Fundamentally, each commit is (or "has") an stored tree that is independent of every other commit, so to get "files added by a commit" you must compare (i.e., diff) that commit against some other commit.
For many/most commits it's easy to choose the other commit: use the commit's (single) parent commit. For merge commits (those with two or more parents) the answer is less obvious and I don't know what you will want to do for these.
For a root commit (a commit with no parent), you can still get the number of files added with respect to an empty tree, by diffing against git's "well known, if poorly advertised, empty tree". Or, you might choose to ignore root commits entirely (which simplifies your task).

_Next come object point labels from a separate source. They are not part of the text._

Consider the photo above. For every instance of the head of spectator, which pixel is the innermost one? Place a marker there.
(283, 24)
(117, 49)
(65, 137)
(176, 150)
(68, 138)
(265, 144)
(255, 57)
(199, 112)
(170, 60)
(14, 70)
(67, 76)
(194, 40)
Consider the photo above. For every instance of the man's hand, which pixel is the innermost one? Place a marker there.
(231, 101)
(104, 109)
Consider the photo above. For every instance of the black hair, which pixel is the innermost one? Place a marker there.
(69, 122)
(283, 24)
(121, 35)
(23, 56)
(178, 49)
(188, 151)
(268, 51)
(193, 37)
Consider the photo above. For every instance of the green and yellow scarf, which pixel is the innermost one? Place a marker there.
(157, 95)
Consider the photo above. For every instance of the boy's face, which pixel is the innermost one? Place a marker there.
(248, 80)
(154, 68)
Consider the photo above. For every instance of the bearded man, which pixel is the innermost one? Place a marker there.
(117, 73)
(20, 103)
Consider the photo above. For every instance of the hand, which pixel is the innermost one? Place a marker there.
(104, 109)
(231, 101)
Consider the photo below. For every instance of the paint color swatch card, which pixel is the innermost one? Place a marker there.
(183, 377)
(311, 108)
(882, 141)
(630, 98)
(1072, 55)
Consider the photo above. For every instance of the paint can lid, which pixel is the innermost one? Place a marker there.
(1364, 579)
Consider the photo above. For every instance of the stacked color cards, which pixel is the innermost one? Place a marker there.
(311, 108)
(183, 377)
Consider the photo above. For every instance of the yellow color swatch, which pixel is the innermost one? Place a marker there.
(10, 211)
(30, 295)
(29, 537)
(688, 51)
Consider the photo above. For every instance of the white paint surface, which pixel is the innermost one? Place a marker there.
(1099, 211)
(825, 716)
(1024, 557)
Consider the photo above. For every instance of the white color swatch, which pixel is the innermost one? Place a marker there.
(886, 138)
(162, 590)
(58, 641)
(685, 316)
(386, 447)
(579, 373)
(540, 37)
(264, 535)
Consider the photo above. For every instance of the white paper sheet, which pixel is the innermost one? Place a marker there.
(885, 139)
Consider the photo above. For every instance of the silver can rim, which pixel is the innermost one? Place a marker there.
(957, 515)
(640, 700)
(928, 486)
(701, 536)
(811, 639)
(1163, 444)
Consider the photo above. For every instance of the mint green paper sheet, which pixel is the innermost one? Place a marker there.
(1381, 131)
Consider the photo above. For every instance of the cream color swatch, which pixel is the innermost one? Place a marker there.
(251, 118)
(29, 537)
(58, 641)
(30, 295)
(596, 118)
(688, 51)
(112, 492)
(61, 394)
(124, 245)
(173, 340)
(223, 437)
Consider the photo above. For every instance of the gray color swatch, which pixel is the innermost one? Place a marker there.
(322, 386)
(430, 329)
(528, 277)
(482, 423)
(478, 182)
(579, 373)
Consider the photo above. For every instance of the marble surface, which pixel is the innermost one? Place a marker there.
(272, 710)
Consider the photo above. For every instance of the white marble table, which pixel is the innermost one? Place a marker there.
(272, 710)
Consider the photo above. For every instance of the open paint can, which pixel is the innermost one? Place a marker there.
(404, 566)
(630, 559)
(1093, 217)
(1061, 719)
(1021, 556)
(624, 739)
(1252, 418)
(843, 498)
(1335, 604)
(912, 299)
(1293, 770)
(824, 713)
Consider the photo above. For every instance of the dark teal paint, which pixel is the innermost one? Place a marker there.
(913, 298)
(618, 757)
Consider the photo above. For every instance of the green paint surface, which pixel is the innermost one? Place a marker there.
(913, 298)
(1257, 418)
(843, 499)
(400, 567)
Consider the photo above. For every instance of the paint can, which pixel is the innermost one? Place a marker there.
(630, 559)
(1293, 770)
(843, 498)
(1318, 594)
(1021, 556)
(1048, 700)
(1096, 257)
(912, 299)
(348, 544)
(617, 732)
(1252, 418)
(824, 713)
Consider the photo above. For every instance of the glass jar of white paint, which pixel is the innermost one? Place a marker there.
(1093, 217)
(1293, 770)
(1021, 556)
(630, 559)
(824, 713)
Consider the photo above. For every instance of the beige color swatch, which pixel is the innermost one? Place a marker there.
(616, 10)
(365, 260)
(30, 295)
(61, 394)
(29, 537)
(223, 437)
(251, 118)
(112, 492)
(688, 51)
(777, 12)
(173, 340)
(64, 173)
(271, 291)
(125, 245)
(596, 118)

There's no single git command that will do everything for you here, but it's easy to put together a script or pipeline that will do the trick. The main thing to know is that you will use git rev-list
to generate all the candidate commit IDs:
git rev-list --min-parents=1 --max-parents=1 HEAD
will, for instance, get you a list of every commit reachable from HEAD
that has exactly 1 parent (i.e., is neither a merge commit nor a root commit). It's up to you to decide whether this is the set of commits you'd like to inspect.

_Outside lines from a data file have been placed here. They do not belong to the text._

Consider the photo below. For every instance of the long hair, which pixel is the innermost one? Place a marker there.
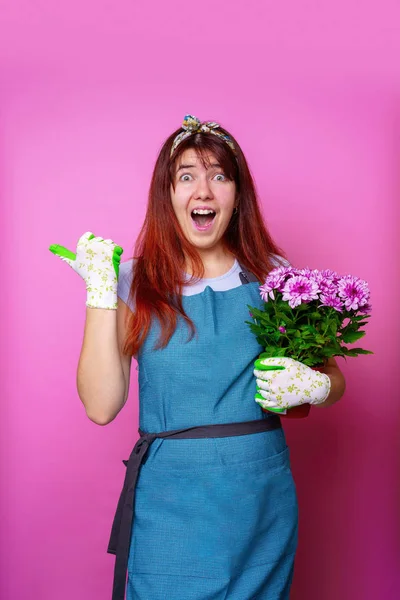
(161, 248)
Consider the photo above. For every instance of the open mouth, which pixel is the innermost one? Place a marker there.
(202, 219)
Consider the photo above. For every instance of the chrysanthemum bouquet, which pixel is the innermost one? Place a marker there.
(310, 315)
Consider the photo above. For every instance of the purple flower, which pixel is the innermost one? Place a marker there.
(354, 291)
(275, 281)
(366, 309)
(331, 299)
(300, 289)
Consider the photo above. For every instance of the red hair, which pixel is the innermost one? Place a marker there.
(161, 247)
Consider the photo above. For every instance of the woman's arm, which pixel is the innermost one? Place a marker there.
(338, 382)
(103, 370)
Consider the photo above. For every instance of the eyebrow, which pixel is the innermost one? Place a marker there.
(181, 167)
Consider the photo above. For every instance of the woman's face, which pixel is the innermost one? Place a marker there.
(199, 188)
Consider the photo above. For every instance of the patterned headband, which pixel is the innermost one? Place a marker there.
(192, 125)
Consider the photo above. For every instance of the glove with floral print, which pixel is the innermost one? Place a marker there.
(283, 382)
(97, 262)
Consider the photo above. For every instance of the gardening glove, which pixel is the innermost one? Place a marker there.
(97, 262)
(283, 382)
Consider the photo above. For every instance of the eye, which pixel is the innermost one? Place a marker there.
(185, 175)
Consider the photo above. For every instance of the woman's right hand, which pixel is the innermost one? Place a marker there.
(97, 262)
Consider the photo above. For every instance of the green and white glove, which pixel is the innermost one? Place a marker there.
(283, 382)
(97, 262)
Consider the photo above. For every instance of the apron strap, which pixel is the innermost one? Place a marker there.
(246, 276)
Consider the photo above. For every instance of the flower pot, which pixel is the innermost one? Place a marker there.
(297, 412)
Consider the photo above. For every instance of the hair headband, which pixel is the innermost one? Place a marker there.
(191, 125)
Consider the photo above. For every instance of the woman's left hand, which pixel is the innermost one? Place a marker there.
(283, 382)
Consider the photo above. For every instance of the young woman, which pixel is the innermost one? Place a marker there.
(208, 510)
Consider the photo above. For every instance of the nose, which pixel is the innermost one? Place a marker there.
(203, 189)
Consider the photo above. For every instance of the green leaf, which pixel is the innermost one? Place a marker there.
(352, 336)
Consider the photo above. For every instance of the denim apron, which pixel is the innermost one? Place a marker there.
(214, 509)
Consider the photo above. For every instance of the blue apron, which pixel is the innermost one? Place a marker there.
(214, 518)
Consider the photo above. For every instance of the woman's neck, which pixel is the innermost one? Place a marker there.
(215, 264)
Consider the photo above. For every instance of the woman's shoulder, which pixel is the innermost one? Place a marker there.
(126, 268)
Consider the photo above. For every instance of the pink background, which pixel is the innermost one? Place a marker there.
(89, 91)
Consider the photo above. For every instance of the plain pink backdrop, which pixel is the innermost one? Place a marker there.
(89, 91)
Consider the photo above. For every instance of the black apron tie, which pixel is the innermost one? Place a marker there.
(120, 537)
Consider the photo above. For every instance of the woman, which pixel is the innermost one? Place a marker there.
(206, 513)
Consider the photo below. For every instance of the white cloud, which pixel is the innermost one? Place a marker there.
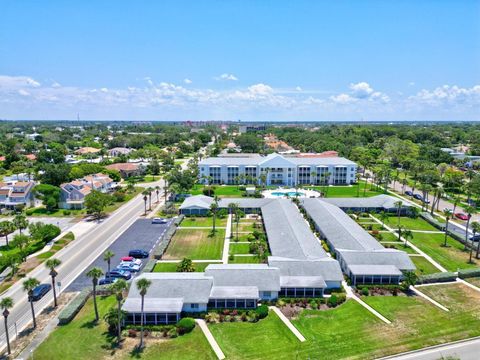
(226, 77)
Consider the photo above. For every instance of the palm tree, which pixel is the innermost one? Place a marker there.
(52, 264)
(145, 198)
(398, 204)
(448, 215)
(118, 288)
(20, 222)
(107, 257)
(407, 235)
(95, 273)
(470, 210)
(142, 286)
(28, 286)
(476, 230)
(6, 303)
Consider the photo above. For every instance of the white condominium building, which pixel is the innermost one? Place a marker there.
(276, 169)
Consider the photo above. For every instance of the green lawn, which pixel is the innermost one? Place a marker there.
(239, 248)
(451, 258)
(195, 244)
(203, 222)
(172, 267)
(83, 340)
(267, 339)
(423, 266)
(244, 260)
(409, 223)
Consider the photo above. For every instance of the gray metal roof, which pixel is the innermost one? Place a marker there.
(302, 281)
(234, 292)
(370, 270)
(288, 233)
(262, 276)
(197, 201)
(191, 287)
(271, 159)
(339, 229)
(380, 201)
(327, 268)
(153, 305)
(398, 258)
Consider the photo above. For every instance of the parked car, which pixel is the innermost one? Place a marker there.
(159, 221)
(107, 281)
(138, 254)
(118, 273)
(461, 216)
(40, 291)
(420, 197)
(129, 266)
(132, 260)
(475, 238)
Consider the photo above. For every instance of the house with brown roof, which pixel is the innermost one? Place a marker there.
(127, 169)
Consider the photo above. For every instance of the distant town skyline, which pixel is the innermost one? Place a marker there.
(249, 60)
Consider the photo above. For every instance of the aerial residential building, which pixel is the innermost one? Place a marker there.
(277, 169)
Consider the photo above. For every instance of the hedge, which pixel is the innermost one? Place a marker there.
(437, 277)
(468, 273)
(72, 309)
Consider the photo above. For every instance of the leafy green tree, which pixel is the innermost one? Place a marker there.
(6, 228)
(95, 273)
(96, 202)
(28, 286)
(52, 264)
(142, 286)
(5, 304)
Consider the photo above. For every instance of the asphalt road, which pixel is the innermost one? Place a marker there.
(142, 234)
(76, 257)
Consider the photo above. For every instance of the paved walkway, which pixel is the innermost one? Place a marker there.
(226, 243)
(211, 340)
(428, 298)
(433, 262)
(351, 294)
(287, 322)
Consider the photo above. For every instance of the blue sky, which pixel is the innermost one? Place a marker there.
(253, 60)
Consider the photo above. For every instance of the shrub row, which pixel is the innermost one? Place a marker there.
(468, 273)
(437, 277)
(72, 309)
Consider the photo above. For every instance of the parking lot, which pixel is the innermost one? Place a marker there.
(142, 234)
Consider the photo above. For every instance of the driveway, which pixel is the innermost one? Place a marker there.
(142, 234)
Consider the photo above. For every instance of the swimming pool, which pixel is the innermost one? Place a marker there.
(287, 193)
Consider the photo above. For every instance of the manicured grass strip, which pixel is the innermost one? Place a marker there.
(172, 267)
(195, 244)
(423, 266)
(244, 260)
(239, 248)
(203, 221)
(451, 258)
(267, 339)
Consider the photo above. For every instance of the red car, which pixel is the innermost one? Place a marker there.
(461, 216)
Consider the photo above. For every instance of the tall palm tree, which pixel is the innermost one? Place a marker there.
(52, 264)
(476, 230)
(145, 198)
(95, 273)
(142, 286)
(118, 288)
(28, 286)
(6, 303)
(448, 215)
(107, 257)
(470, 210)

If it is, we're now in pretty good shape since we can simply git diff
each such commit against its (single) parent:
git rev-list --min-parents=1 --max-parents=1 HEAD | \
while read sha1; do \
...
done
Now the trick is to get git diff
to give us the number of files added, perhaps with a bit of help from another command. This is pretty easy because git diff
has --name-status
and --name-only
options, and also a --diff-filter
option. Using --name-status
will get you output like this:
$ git diff --name-status 0df0541bf13723658d31b8d1376b505b710e63c6^ \
0df0541bf13723658d31b8d1376b505b710e63c6
A Documentation/RelNotes/2.4.5.txt
M Documentation/git.txt
M GIT-VERSION-GEN
M RelNotes
Adding --diff-filter=A
eliminates all but the A
dded files, after which we don't really need --name-status
(not that it hurts either) since just the name alone, --name-only
, will tell us which files were added when comparing these two commits:
$ git diff --name-only --diff-filter=A \
0df0541bf13723658d31b8d1376b505b710e63c6^ \
0df0541bf13723658d31b8d1376b505b710e63c6
Documentation/RelNotes/2.4.5.txt
Running this output through wc -l
gets a count of lines, which is also a count of files, since each file name is on its own line.1
So, now we have a script that looks like this (I'll leave the backslashes out now):
git rev-list --min-parents=1 --max-parents=1 HEAD |
while read sha1; do
echo $(git diff --name-only --diff-filter=A ${sha1}^ ${sha1} | wc -l) $sha1
done
The output of this script can then be passed to sort -rn
, for instance.
You may wish to tweak these somewhat, depending on what you need to do with merges. You might also want to defeat rename-detection on the git diff
commands (or maybe not, it really does depend on how you're using this).
1Ignoring the possibility of having a newline embedded in a file name, anyway. If you want a really general purpose tool you should consider this possibility, but you can probably ignore it for your case.